UB Quidditch Associationlooks to shed its ‘Harry Potter’ notion and be known for its physical play
One of the hardest hitting, intense club sports at UB practices on a small patch of grass on the side of the Governors parking lot while running around with broomsticks in between their legs.
“There are legitimate injury threats,” said Peter Haering, UB Quidditch Association coach and a UB graduate. “So much so, this year it’s mandated there are trainers on sight for every game. I’ve seen everything from broken hands, to concussions to broken other bones. My friend broke her foot.”
Not what you might expect from a game based off Harry Potter.
The UB Quidditch Association, which plays a real version of the fictional game made famous by the mega-series created by J.K. Rowling, is in its seventh year on campus, but its second year as a Student Association permanent club.
The club embraces its Harry Potter roots, but year by year, the “Harry Potter” notion is slowly diminishing to the point where the only connections between the wizard version and the real version is the broomstick and the logo.
“We want to be known as a gender inclusive, full contact, fast-paced intercollegiate sport that’s so much more than Harry Potter,” Haering said. “They’re actually moving away from brooms. All the good teams use PVC now. The last remnants of the Harry Potter thing is the logo and [US Quidditch] is trying to redo the logo.”
This group of players, who are in the team’s second full season in USQ, sets out to disprove the notion that they are more than just Harry Potter fans. They are genuinely concentrated on the physicality, camaraderie and teamwork aspects of the game.
The club receives roughly $700 per year from SA, members said, which is used for equipment, tournament registration fees and a $150 fee paid toward the USQ.
With only $700 per year to spend, the team hosts bake sales and “Yule Dances,” which gets its namesake from the formals at Hogwarts, to make money. The tournament fees vary between $5-15 per match and that money goes toward paying the referees.
Still, there’s a need for money, even after the fundraisers are complete.
“We can’t go anywhere that’s outside of New York,” Haering said.
But it’s still a huge success from where the team began.

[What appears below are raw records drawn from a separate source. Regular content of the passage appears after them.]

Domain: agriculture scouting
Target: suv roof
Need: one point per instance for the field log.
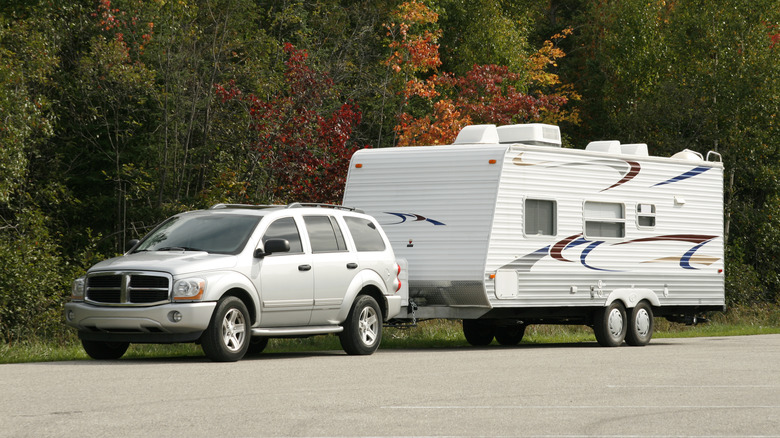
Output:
(279, 207)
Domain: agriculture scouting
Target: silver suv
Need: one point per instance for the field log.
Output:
(235, 275)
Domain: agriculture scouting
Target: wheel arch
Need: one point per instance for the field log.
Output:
(367, 282)
(246, 297)
(630, 297)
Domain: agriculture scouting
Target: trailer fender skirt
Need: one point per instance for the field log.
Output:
(632, 296)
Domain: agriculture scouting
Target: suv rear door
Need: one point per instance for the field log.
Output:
(333, 264)
(286, 279)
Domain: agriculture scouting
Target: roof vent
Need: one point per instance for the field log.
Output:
(607, 146)
(638, 149)
(689, 155)
(477, 134)
(537, 134)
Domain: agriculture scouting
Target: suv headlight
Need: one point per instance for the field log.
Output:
(189, 289)
(77, 291)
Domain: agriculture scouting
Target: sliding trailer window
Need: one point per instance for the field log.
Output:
(540, 217)
(604, 219)
(645, 216)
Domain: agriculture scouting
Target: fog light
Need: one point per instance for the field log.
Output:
(174, 316)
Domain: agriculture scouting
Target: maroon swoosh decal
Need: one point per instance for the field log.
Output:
(692, 238)
(634, 171)
(555, 251)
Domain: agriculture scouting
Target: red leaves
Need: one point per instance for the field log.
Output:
(486, 94)
(124, 27)
(305, 151)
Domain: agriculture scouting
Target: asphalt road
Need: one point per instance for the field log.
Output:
(702, 387)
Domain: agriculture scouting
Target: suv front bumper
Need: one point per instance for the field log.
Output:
(140, 324)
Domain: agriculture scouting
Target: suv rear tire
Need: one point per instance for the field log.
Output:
(363, 328)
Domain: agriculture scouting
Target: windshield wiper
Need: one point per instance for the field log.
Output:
(178, 248)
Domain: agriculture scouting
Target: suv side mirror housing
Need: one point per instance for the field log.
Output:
(131, 245)
(272, 246)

The team began in 2008 as the Ives Pond Quidditch Club and had little affiliation with the school. The team was successful as it competed in the second, third, fourth and fifth Quidditch World Cup. It didn’t take long for the team to begin its demise.
The program took a two-year hiatus after multiple players graduated and left the team with insufficient numbers. It took until 2012 to be brought onto campus and was founded as the UB Quidditch Association. By Spring 2013, the club was up and running with a sufficient amount of players to fill up a team.
The team has roughly 20 members, but there are just 14-15 athletes who travel with the team and play in matches. In order to be eligible to play in a match, a player must attend at least one of three practices a week during the season.
When the sport was founded, one of its main principles was to keep the integrity of Rowling’s version of the game.
But the rules are “ever-changing.”
The positions and the main idea still apply. A seeker still tries to hunt down the golden snitch. The chaser still has to use a “quaffle,” which is actually just a volleyball, and throw it in designated hoops to score points. The main idea of the game is still a seven-on-seven matchup where the ultimate goal is to score points and catch the snitch.
But to make amends for a game played in a wizarding world, rules had to be changed. The “snitch,” which flies by itself in the movies and novels, is actually a person wearing gold shorts with a tennis ball hanging from their back. The ultimate goal is for the seeker to grab the tennis ball on the Snitch’s back.
Perhaps the biggest difference between fantasy and reality is the role of the snitch. In the movies, if a seeker catches the golden ball, that team automatically wins. In the realistic version, if a seeker catches the snitch, the game ends and that team is automatically awarded 30 points.
“It’s different when you play here, especially if the snitch is worth [a lot], the only player that really matters is the seeker,” Haering said. “That had to be changed so everyone can get involved.”
And this sport prides itself on getting people involved.
Quidditch is one of the few sports where a male athlete could be lined up against a female. Men can tackle women and vice versa. The UB Quidditch Association prides itself with inclusion and diversity.
“It doesn’t matter which background you come from sports wise,” said Carley Schulz, a senior electrical engineering major. “If you haven’t played sports before, there’s still a position for you. If we wanted to have a football player play as a seeker, they can very easily tackle. Or you can have a track star who would just run circles around you and you won’t catch them all day.”
In its second season, the team admits its still growing, but it’s on the right track. The team just completed a weekend of play against Alfred and held its own despite having only eight players.
Play will continue play this weekend at Cortland in an unofficial gear-up tournament against Cortland, Rochester and Rochester Institute of Technology in preparation for regional play, which will come later this year.